Solved – Help with intuition about Chi-Squared distribution and its relation to Normal Distribution

chi-squared-distributionnormal distributionquantiles

At $\alpha = 0.05$, the significance cutoff of a Chi-squared distribution with 1 df is approximately 3.84, and that if we take the square root of 3.84, it's approximately 1.96, which is the 97.5 percentile of a N(0,1) normal distribution. I understand why this is the case for 1 df, as the Chi-squared distribution is nothing more than a squared N(0,1) distribution.

I also understand that for 2 dfs the Chi-squared distribution is just follows the distribution of the expected sum of two squared random samples from N(0,1), and has a significance threshold of approximately 6.0. Following the logic of the case with 1 df, in the case of 2 dfs we can also be expressed the threshold as the 97.5 percentile of a N(0, ~1.25) Normal distribution, which is about the square-root of 6.0.

Is there a general equation we can use to express a Chi-squared significance threshold (at say alpha = 0.05) for an arbitrary degrees of freedom (x), in terms of a Normal distribution with mean = 0 and standard deviation = y?
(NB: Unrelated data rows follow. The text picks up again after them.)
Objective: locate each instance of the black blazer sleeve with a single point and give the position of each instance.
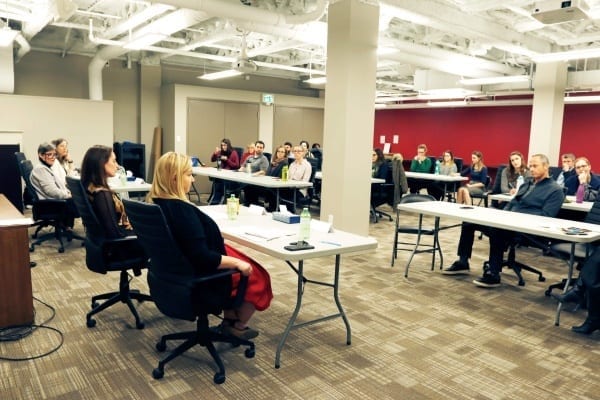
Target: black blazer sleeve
(198, 236)
(104, 208)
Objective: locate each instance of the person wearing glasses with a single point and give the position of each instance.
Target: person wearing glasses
(583, 176)
(300, 170)
(63, 165)
(49, 185)
(420, 163)
(252, 192)
(560, 175)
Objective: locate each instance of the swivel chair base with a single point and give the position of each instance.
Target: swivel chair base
(124, 295)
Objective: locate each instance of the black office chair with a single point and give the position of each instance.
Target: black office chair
(497, 187)
(582, 251)
(177, 292)
(512, 263)
(419, 230)
(45, 212)
(103, 255)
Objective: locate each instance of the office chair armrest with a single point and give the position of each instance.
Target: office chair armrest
(125, 250)
(192, 282)
(51, 205)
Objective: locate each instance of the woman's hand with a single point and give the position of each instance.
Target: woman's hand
(244, 267)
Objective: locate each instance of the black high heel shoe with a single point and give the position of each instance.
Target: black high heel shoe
(572, 296)
(588, 327)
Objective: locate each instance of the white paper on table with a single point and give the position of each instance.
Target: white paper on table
(320, 226)
(254, 209)
(260, 234)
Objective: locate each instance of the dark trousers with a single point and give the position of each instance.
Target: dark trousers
(499, 239)
(590, 275)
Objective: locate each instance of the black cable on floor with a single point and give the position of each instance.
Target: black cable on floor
(15, 333)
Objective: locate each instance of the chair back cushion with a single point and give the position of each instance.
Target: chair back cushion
(94, 233)
(416, 198)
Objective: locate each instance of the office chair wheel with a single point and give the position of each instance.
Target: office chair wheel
(158, 373)
(219, 378)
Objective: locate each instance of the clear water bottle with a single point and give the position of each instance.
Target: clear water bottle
(122, 175)
(233, 204)
(579, 194)
(520, 181)
(284, 173)
(304, 232)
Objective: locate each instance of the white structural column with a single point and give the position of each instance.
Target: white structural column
(548, 108)
(150, 84)
(349, 114)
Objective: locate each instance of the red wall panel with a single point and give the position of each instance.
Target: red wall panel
(495, 131)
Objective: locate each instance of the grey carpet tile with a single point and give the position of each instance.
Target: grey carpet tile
(428, 336)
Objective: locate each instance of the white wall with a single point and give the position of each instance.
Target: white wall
(177, 134)
(41, 119)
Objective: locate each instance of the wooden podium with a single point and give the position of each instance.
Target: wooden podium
(16, 296)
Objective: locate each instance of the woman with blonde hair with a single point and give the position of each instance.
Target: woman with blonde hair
(201, 242)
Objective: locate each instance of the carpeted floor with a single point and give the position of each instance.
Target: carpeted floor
(428, 336)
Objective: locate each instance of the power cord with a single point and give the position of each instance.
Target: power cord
(18, 332)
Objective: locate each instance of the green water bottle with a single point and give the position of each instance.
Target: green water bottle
(304, 232)
(284, 173)
(232, 207)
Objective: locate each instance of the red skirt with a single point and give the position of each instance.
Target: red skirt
(258, 291)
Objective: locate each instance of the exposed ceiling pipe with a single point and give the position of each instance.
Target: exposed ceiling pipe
(235, 10)
(24, 47)
(450, 62)
(223, 8)
(176, 21)
(452, 20)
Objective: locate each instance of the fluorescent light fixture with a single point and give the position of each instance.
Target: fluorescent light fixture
(582, 99)
(495, 79)
(567, 55)
(458, 103)
(144, 41)
(7, 36)
(320, 80)
(452, 93)
(228, 73)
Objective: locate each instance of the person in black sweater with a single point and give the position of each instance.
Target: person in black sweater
(538, 195)
(202, 244)
(100, 163)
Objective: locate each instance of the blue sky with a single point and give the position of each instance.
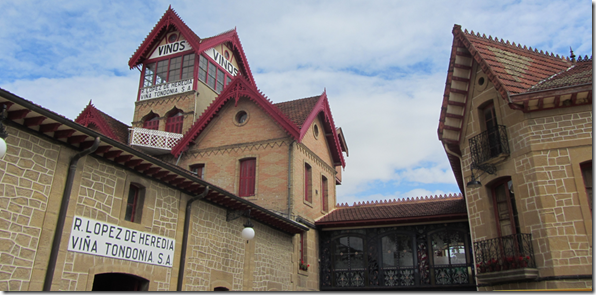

I was only able to solve the above example for 2 dfs (i.e. x=2, y=1.25) though testing, but if there is some way to generalize this translation between Chi-squared and Normal, I think it would help me to gain more insights into the Chi-squared.

Best Answer

Following the logic of the case with 1 df, in the case of 2 dfs we can also be expressed the threshold as the 97.5 percentile of a N(0, ~1.25) Normal distribution, which is about the square-root of 6.0.

In the 1 df case it doesn't just match at the 97.5 percentile -- all of the percentiles correspond in a similar way.

While there's definitely a connection in the 1 df case, this is not really relevant for other degrees of freedom. How did you arrive at 1.25 (aside from matching its 97.5 quantile to $\sqrt{6}\,$)?

You could as easily say "well, see it's connected to a logistic distribution" and then compute the corresponding scale parameter for a logistic by matching two quantiles in a similar fashion. That doesn't imply they're related in any meaningful sense.

For the chi-squared(1), the two corresponding curves lie one atop the other, rather than just crossing somewhere.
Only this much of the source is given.